E ele estava certo, o que contribuía para minha dor.

— Eu sei que eu errei, errei muito, não precisa jogar na minha cara — digo alto, e ele balança a cabeça em negação.

— Sabe o que mais me machucou? Fiquei igual um idiota atrás de você... me torturei revendo todos os nossos momentos tentando achar um erro meu, e eu preferia... preferia que tivesse sido eu quem tivesse feito merda..., mas, esse foi o pior... eu não fiz nada... absolutamente nada, e você só... me desprezou.

— Thom — digo baixinho, sentindo sua dor.

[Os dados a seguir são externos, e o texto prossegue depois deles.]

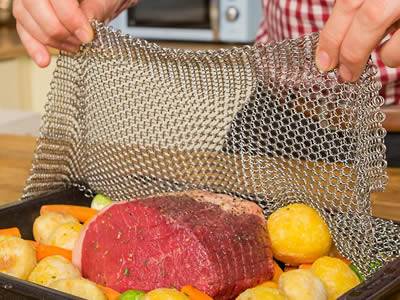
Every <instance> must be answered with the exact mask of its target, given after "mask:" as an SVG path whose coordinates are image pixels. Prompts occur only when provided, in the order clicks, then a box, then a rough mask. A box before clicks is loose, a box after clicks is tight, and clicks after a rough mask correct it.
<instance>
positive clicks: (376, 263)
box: [369, 260, 382, 272]
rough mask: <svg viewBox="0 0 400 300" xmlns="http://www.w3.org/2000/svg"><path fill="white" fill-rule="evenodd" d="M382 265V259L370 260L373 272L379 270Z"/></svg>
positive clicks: (372, 271)
mask: <svg viewBox="0 0 400 300" xmlns="http://www.w3.org/2000/svg"><path fill="white" fill-rule="evenodd" d="M380 267H382V262H381V261H380V260H373V261H370V263H369V269H370V270H371V271H372V272H376V271H378V270H379V269H380Z"/></svg>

— Nunca derramei uma lágrima sequer por ninguém... até ouvir você dizer na ligação que não queria mais me ver.

Eu estava errada até a última tala de fósforo, e mesmo... com a caixa junto, mas ouvi ele se expressar sobre o quanto sofreu me doeu mais ainda. Percebi que não só havia agido imaturamente como também havia partido o coração de alguém, de alguém que me apaixonei e que também se apaixonou por mim.

Queria consolá-lo, mas como faria isso? Como faria isso sendo eu a quem partira seu coração?

Me aproximo e seguro sua mão delicadamente. Ele não reage, nem sequer diz nada...

— Vamos consertar isso... juntos — peço.

Ele mais uma vez balança a cabeça em negação e retira sua mão da minha, o que acabou de quebrar meu coração. Mas que razão eu também tinha para reclamar? Eu o machuquei, e como machuquei... nossas diferenças são nítidas. Enquanto me feri com meus próprios achismos, ele se feriu pela minha espada.

— Eu preciso de um tempo!

— Um tempo?

— Preciso ficar sozinho.

— Tudo bem, eu entendo — digo com a voz embargada pelo nó na garganta que começa a surgir.

Uma lágrima escapa de um dos meus olhos quando vejo ele sair indo embora. Deixo as outras que torciam para sair rolarem pelo meu rosto. Tudo o que eu mais queria era me isolar e pensar em tudo, mas também tudo o que eu mais queria era abraçá-lo, beijá-lo... o olhar nos olhos.

Limpo meu rosto e volto para o bar. Quando chego ao vestiário, pego o celular do bolso e desbloqueio seu número, torcia para que ele pudesse me ligar e aparecer nos próximos dias, porque a ideia de ter estragado algo que se tornou bom doía mais do que tudo.

Não queria nem sequer imaginar que o tempo que ele pediu podia significar que tudo o que tínhamos, que nem sequer era um relacionamento, havia chegado ao fim. Querendo ou não, já havia criado um vínculo com ele, e não suportava mais sentir a falta dele com suas esquisitices e seu jeito apaixonado e amoroso.